Which is where Haneke goes, in this novelistic exploration of a self-poisoning family of wealth and industry, but not before the very next sequence: a minute-and-a-half anamorphic shot of a massive construction site. We don’t know why we’re watching, and then we do, as a cement wall spontaneously collapses, taking a porta-potty with it, and the hapless immigrant worker apparently inside.
It won’t be the last immigrant to suffer at the film’s perimeters. The rather Trumpian family in question hovers around the elderly patriarch (Jean-Louis Trintignant), who is on the edge of dementia and knows it, and is looking for a way to finally die. His daughter (Isabelle Huppert) runs the family construction business, while trying to manage her hot-headed addict son (Franz Rogowski). Her brother, a doctor (Mathieu Kassovitz), is an inept solipsist at the heart of the film’s rot: It’s his twelve-year-old daughter with the iPhone (Fantine Harduin), and his ex-wife that has mysteriously OD’ed, leaving the very wary young girl to move in with the rest of the clan in their manor house in Calais. He also has a new wife (Laura Verlinden) and baby, and a crazy mistress fond of sending him obsessive sexts. Because they’re all oblivious and self-obsessed, no one else knows what we know: that Harduin’s timid little sylph is a sociopath, a homicidal manifestation of their callousness.
You have to assemble this portrait on your own; Haneke’s style is cool and elliptical, and he conscientiously leaves out a lot of connective narrative tissue and exposition, making you lean in, searching for secrets. (The process of watching a Haneke is often like trying to glean toxic secrets from real people you know.) The subtext accumulates, too, as the white family collides with servants, migrants, and bystanders from other countries in ways that seem merely irritating and peripheral to them, but which form a telling baseline for a world in which this fractured family could hold onto to such power and wealth.
In fact, that the workers and servants are so marginal in the film makes its own form-meet-content statement—just as the puzzle-piece structure says scads about the characters’ narrow visions and piecemeal knowledge of the world.
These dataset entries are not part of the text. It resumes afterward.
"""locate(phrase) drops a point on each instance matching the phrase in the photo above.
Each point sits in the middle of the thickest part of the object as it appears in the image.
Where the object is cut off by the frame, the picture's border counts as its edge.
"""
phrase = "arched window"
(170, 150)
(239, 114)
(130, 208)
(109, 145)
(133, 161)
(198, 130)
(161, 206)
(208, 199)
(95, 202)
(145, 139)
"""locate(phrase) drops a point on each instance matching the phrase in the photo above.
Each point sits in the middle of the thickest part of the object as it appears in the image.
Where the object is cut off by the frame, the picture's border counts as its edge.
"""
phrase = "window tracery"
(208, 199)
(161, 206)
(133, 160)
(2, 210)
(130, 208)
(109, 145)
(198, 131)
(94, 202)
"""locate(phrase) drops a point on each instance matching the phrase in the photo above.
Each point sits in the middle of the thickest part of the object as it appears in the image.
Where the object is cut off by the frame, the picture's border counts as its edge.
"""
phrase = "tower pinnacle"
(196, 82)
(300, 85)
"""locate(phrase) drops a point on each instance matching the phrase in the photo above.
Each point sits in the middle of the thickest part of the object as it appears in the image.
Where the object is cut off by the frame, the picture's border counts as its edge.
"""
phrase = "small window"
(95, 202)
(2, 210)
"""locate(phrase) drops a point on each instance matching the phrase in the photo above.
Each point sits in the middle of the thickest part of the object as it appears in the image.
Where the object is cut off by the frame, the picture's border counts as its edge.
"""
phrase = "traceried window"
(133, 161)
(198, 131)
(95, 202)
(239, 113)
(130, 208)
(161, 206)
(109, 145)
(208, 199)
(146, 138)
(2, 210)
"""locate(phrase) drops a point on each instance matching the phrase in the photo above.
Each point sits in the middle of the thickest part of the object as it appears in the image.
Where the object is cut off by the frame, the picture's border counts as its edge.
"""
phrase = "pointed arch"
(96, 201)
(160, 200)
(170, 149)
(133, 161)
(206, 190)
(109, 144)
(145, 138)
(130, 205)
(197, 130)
Haneke’s primary fascination is with the cultural decay wrought by secrets and guilt, and every now and then, as with Cache and 2000's Code Unknown, his canvas goes wide, and the open secrets of France itself are on the block.
Sony Pictures Classics
From left, Fantine Harduin, Jean-Louis Trintignant, Isabelle Huppert, Laura Verlinden, Toby Jones and Mathieu Kassovitz in “Happy End,” directed by Michael Haneke.
All the same, Happy End is a movie of boundless subtleties—the dangerous twelve-year-old is, in fact, a scared and wounded kid, who eventually takes pills herself, as Huppert’s uber-mom doggedly only tries to do what’s right. Kassovitz’s philanderer is genuinely fraught with concern for his daughter, even after he realizes she poisoned her mother and after she’s read his archive of sexts. As for Trintignant’s suicidal codger, he turns out to be perhaps the most cold-blooded member of the family—or the most realistic? Haneke’s not the first to target the haute bourgeoisie’s hollowness and cruel culpability, God knows, but in this season of squalid power, he may be the best.
Michael Atkinson is a writer, poet and film critic. His latest book is the novel Hemingway Cutthroat.